La contribution financière de l’UE aux migrants, est un autre dossier qui n’a pas été accompli par l’Europe malgré les engagements. Le texte précisait que 3 milliards d’euros devaient être fournis pour 2016-2017 et trois milliards supplémentaires pour 2018.

En contrepartie, la somme « promise/décidée » jusqu’au 2 mars qui était de 2,2 milliards d’euros, mais seuls 750 millions d’euros ont été transférés, dont 411 millions ont été transférés à divers organismes humanitaires.

La somme transférée par l’UE aux établissements turcs n’a été que de 339 millions d’euros. Cette quantité n’atteint même pas 2% des dépenses qui représentent plus de 25 milliards de dollars, faites en six ans par la Turquie.

L’actualisation de l’Union douanière

Conformément à l’accord, les négociations sur l’actualisation de l’Union douanière devaient commencer avant fin 2016, mais les pourparlers officiels n’ont toujours pas commencé.

Dans les derniers jours de l’année écoulée, la Commission européenne avait demandé du Conseil européen l’autorité d’amorcer les pourparlers mais les pays membres ne lui avaient pas accordé cette compétence.

L’UE a terminé les préparatifs pour un nouveau chapitre

Les préparations techniques faites par l’UE concernant le chapitre 23 des pourparlers d’adhésion de la Turquie à l’UE, relatif à l’appareil judiciaire et aux droits fondamentaux, et le chapitre 24 concernant la justice, la liberté et la sécurité, n’ont pas pu être finalisés.
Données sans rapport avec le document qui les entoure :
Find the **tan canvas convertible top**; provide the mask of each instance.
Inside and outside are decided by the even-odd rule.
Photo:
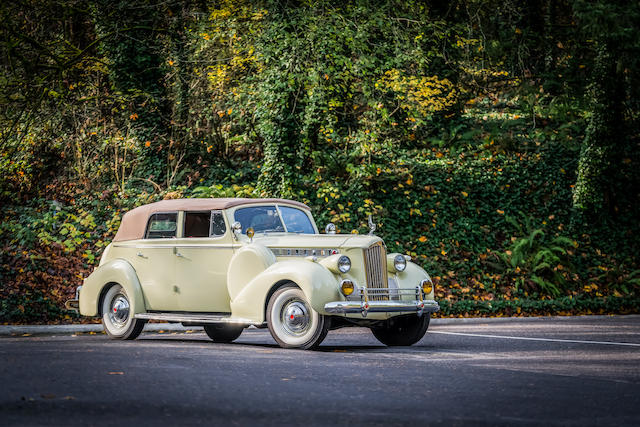
[[[283,203],[294,205],[303,209],[309,209],[304,203],[286,199],[242,199],[242,198],[226,198],[226,199],[172,199],[161,200],[159,202],[150,203],[148,205],[139,206],[130,210],[122,217],[122,223],[114,242],[124,240],[136,240],[144,238],[145,229],[149,216],[158,212],[177,212],[177,211],[208,211],[222,210],[232,208],[234,206],[247,205],[250,203]]]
Pas de progrès dans la libéralisation de visas

Aucun progrès n’a été enregistré concernant l’article sur « la libéralisation des visas jusqu’en juin 2016 » figurant dans l’accord. D’après le rapport, Ankara n’a pas encore accompli 7 conditions sur les 72 au total, qui sont « la délivrance de passeports biométriques entièrement conformes aux normes européennes, l’adoption de mesures pour lutter contre la corruption, l’établissement d’un accord de coopération opérationnel avec Europol, la réglementation de la loi et des pratiques de lutte contre le terrorisme conformément aux normes européennes, la réglementation de la protection des données personnelles conformément aux normes européennes, une coopération efficace avec tous les pays de l’UE dans les sujets ayant trait à la criminalité et l’application de tous les articles de l’accord de réadmission UE-Turquie ».
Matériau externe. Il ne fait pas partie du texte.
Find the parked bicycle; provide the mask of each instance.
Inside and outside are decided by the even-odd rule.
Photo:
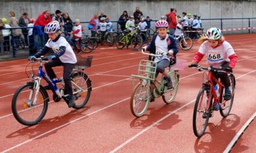
[[[73,108],[79,109],[83,107],[88,102],[92,90],[91,80],[85,73],[86,68],[91,65],[93,56],[83,58],[77,57],[77,63],[71,74],[73,93],[75,96],[75,105]],[[28,66],[26,72],[32,81],[21,86],[15,93],[12,101],[12,111],[16,119],[20,123],[32,126],[40,122],[45,116],[48,108],[49,98],[46,89],[41,85],[42,78],[51,87],[53,100],[55,102],[66,99],[69,94],[66,94],[64,89],[63,78],[51,79],[42,70],[42,65],[48,59],[44,56],[37,58],[35,61],[30,61],[28,65],[31,65],[32,71],[29,74]],[[37,62],[38,61],[38,62]],[[34,71],[34,64],[39,64],[37,75]],[[61,88],[57,83],[61,83]]]
[[[189,67],[192,67],[189,65]],[[224,85],[214,76],[214,72],[225,72],[221,68],[214,68],[212,67],[203,67],[198,65],[195,68],[200,71],[204,71],[202,87],[199,91],[195,100],[193,112],[193,131],[194,134],[200,137],[205,131],[209,118],[213,116],[215,106],[218,104],[220,106],[219,111],[223,117],[226,117],[232,108],[234,100],[234,89],[236,86],[236,79],[232,73],[229,73],[228,76],[230,81],[231,99],[227,101],[224,99],[225,92]],[[219,86],[218,96],[215,90],[214,81]],[[217,104],[218,103],[218,104]]]
[[[151,57],[159,56],[144,53],[143,49],[141,53]],[[152,58],[151,58],[152,59]],[[151,96],[155,98],[162,96],[163,101],[166,104],[172,103],[177,93],[179,86],[179,70],[183,69],[186,65],[186,60],[179,60],[176,66],[169,67],[168,75],[172,78],[173,88],[168,89],[165,85],[167,81],[162,75],[159,81],[156,78],[157,63],[154,61],[142,60],[140,62],[137,75],[131,75],[133,79],[133,90],[130,101],[131,113],[136,117],[140,117],[147,111]],[[139,79],[138,83],[134,85],[136,80]],[[155,89],[151,91],[150,88],[152,85]],[[151,93],[153,93],[151,95]]]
Pour ce qu’il en est de la condition prévoyant un amendement de la loi sur la lutte contre le terrorisme, Ankara demande plus de souplesse, au vu de la situation actuelle en Turquie. Même si les entretiens entre Bruxelles et Ankara sont en cours, il n’y a pas encore de texte sur lequel les deux parties se sont entendues.

Lutte contre le terrorisme

Bien que l’accord stipule que « la Turquie et l’UE ont confirmé une nouvelle fois que la lutte contre le terrorisme reste prioritaire », au lieu de soutenir la Turquie sur ce sujet, Bruxelles dirige fréquemment des critiques pour les mesures adoptées dans le cadre de la lutte contre le PKK et FETO.

Aucune évaluation n’a été faite dans le rapport sur ce sujet.